As many of you no doubt know by now, Henry Morris, founder of the Institute for Creation Research and the man most responsible for the revival of creationism in America, has died at age 87. By all accounts of those who met him, he was a gentleman of unfailing civility and good will. Sadly, he was also the purveyor of a great many lies and distortions foisted on a credulous group of followers. It was Morris who popularized such ridiculous claims as the famous “moon dust” argument, the Paluxy “man tracks” and much more. Perhaps more than any other, he mastered the art of the deceitful out of context quotation, his magnum opus being the utterly dishonest use of a USGS paper regarding the Lewis Overthrust.
None of this, of course, will stop his followers from declaring him a giant. Douglas Phillips, for example, calls him the “greatest defender of the doctrine of Creation in church history” and says, “the world will never be the same again.” But here’s the passage that jumped out at me from his obituary of Morris and it shows the lengths creationists will go to in giving the impression that they were converted against evolution by the evidence alone:
Once upon a time, I was a committed theistic evolutionist trusting in my own works to merit salvation. I saw no conflict between Christianity and the evolutionary propaganda dispensed by my government school teachers. I weaned myself on the wrong kinds of speculative evolutionary writings and dreamed of becoming an evolutionary astronomer when I grew up.
Then something happened.
God worked in my life through the boldness of several men to bring me the words of life that would ultimately lead to my salvation. One of them was my father who announced, “The Bible is true in every detail. God created the world in six twenty-four-hour days, exactly as it says in the book of Genesis.” Another man (who would become my pastor and mentor) challenged me by opening Scripture and handing me a book entitled The Genesis Flood. By the age of thirteen, I had learned to love the Lord of Creation. Since that time, I have viewed Dr. Henry Morris as a mentor and spiritual father.

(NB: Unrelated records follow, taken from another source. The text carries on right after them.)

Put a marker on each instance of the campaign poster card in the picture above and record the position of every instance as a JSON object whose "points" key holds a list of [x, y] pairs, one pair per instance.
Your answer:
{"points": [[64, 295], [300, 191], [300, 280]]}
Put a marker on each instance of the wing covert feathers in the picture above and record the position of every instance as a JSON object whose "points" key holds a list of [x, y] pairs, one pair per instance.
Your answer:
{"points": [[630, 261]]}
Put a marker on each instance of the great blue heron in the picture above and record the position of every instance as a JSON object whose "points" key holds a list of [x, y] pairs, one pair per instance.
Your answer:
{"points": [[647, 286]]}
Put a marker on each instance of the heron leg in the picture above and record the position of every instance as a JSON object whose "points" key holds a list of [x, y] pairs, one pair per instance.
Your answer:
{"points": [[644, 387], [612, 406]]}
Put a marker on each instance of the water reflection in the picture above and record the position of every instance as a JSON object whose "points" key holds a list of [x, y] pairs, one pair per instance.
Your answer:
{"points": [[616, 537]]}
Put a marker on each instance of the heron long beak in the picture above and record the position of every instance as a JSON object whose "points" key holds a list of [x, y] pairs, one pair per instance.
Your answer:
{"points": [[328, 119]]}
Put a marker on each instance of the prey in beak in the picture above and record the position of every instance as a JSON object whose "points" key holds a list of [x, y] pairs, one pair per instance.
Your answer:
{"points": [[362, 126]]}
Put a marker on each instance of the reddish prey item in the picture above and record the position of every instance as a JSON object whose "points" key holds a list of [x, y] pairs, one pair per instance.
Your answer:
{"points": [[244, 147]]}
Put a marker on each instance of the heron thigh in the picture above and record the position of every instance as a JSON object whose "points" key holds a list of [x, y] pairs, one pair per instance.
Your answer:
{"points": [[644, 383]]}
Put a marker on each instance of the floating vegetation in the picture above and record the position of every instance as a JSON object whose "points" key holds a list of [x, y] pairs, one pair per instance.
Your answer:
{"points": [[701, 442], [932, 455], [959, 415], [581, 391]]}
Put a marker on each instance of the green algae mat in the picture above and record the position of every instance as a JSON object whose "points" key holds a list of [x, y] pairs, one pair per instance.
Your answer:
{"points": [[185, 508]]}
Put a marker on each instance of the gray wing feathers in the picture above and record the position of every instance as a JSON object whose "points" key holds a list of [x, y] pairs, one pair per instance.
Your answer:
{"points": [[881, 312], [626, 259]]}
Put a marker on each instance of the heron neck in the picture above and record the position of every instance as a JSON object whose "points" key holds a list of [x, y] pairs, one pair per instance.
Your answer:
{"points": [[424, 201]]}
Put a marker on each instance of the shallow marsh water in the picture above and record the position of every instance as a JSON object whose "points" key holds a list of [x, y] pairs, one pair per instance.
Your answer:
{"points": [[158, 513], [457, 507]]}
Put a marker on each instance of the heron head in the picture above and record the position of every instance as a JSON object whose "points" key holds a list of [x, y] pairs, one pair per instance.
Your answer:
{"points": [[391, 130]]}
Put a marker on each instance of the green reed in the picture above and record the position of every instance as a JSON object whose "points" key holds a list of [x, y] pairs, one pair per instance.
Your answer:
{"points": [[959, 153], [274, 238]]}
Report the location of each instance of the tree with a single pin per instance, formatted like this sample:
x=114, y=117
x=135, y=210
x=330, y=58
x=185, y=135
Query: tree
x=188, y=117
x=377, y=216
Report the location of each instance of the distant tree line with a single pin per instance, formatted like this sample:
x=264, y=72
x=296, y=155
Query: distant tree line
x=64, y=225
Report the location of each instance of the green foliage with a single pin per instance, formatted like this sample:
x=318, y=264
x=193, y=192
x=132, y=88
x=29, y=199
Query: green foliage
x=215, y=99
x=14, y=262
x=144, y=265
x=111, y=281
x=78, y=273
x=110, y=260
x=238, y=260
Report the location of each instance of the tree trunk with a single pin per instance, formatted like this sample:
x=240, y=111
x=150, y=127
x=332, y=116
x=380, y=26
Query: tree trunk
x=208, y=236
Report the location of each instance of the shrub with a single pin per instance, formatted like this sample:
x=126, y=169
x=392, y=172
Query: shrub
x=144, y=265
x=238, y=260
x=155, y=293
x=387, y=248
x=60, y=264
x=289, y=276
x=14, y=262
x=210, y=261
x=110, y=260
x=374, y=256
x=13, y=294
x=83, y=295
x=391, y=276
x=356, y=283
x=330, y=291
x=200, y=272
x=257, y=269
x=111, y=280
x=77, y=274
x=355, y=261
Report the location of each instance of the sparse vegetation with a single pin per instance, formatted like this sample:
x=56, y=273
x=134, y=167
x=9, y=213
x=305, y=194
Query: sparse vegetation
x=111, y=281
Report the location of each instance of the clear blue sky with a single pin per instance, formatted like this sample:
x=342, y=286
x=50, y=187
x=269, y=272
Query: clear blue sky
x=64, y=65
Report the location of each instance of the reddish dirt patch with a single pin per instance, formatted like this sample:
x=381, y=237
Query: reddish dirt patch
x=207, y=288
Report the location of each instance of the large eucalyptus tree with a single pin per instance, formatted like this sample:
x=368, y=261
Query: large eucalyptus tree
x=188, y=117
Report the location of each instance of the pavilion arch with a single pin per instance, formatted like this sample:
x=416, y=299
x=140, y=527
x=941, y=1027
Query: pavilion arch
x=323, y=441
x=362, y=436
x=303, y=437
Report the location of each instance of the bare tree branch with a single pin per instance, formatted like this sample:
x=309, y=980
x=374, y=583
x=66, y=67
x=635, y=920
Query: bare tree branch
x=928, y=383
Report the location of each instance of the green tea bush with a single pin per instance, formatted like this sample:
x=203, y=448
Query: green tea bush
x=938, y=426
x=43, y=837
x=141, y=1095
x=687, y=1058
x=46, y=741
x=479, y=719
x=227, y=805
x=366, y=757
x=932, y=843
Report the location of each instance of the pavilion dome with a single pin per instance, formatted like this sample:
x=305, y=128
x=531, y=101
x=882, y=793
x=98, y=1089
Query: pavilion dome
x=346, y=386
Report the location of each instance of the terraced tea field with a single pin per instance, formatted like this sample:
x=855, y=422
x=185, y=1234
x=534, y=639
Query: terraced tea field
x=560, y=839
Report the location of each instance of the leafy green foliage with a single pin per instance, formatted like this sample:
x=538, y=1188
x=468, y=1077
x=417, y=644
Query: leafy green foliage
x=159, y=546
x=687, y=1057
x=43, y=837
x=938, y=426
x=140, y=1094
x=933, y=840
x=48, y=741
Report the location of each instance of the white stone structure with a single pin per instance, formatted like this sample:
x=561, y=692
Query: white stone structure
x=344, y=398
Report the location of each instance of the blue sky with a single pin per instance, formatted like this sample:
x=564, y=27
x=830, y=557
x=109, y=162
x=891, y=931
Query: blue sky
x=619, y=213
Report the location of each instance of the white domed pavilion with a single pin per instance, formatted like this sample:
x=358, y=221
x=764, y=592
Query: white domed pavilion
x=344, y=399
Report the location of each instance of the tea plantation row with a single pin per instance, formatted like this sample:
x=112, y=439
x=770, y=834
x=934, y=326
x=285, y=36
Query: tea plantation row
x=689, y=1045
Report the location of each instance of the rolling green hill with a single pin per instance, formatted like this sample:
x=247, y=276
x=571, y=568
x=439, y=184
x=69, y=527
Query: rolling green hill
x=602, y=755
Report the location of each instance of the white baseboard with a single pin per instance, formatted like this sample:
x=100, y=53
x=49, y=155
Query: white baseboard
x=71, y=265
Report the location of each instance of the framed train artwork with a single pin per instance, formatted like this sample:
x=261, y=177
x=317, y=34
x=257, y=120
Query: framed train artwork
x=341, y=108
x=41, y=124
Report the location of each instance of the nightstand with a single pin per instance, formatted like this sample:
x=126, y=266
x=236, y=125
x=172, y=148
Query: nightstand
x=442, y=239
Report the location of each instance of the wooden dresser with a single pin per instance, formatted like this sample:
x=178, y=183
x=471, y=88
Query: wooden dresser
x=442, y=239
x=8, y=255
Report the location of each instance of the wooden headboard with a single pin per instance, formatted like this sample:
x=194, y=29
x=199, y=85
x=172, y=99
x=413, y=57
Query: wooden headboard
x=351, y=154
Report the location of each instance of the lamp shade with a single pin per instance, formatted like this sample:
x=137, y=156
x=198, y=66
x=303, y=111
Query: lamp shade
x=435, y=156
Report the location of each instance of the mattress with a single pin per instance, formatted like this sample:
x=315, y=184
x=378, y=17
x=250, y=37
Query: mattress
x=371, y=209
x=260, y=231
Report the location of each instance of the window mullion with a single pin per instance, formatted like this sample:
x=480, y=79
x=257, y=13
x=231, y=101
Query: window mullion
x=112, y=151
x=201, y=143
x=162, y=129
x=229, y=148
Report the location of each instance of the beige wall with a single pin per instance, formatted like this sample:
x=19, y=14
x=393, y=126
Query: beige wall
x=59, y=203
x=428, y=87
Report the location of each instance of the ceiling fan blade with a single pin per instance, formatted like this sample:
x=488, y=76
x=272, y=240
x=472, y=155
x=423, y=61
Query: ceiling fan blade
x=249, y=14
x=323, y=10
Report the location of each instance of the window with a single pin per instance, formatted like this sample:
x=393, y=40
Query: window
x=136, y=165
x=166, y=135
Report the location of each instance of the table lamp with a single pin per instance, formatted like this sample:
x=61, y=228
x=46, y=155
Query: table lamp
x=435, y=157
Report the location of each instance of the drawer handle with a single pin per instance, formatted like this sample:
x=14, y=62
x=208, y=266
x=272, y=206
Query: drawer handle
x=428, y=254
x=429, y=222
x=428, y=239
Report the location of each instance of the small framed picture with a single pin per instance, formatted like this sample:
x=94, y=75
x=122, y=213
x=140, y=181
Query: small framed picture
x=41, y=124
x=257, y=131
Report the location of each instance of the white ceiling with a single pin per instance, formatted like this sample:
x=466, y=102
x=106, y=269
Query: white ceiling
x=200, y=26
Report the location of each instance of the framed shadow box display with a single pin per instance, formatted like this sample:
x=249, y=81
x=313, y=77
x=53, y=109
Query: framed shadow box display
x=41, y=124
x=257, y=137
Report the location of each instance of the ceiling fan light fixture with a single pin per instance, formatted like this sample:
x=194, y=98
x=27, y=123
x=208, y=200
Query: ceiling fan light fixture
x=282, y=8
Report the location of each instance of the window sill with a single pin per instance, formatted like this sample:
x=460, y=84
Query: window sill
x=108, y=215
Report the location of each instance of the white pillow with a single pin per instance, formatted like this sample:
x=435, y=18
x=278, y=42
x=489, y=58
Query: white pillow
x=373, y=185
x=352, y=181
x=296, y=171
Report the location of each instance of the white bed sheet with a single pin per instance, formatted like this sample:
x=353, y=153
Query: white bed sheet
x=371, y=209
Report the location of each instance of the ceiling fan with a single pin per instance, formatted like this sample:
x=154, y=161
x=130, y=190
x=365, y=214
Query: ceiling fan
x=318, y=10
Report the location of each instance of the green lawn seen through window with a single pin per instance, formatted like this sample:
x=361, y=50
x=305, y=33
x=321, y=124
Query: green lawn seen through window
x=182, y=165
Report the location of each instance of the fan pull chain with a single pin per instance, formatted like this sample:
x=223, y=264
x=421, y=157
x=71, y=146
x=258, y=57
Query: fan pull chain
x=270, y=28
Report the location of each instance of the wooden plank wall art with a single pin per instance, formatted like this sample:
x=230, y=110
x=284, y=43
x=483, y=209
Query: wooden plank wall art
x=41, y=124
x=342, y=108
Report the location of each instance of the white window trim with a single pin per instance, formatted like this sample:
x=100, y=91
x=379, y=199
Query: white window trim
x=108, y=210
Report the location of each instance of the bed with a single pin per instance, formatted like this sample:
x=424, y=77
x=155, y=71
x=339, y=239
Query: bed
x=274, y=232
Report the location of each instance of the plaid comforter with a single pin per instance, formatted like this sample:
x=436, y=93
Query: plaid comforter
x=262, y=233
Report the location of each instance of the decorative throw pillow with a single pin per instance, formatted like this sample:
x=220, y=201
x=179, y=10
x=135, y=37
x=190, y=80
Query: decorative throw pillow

So he was once a “committed theistic evolutionist”, but by the age of thirteen he had been convinced otherwise. For crying out loud, no one 12 years or younger is capable of being a “committed theistic evolutionist”. This is every bit as silly as Jonathan Wells’ claim that he was an evolutionist who was convinced while in grad school, solely by the evidence, that evolution was wrong – the truth, by his own admission, is that he was sent to grad school by the Rev. Moon intent on “destroying Darwinism”.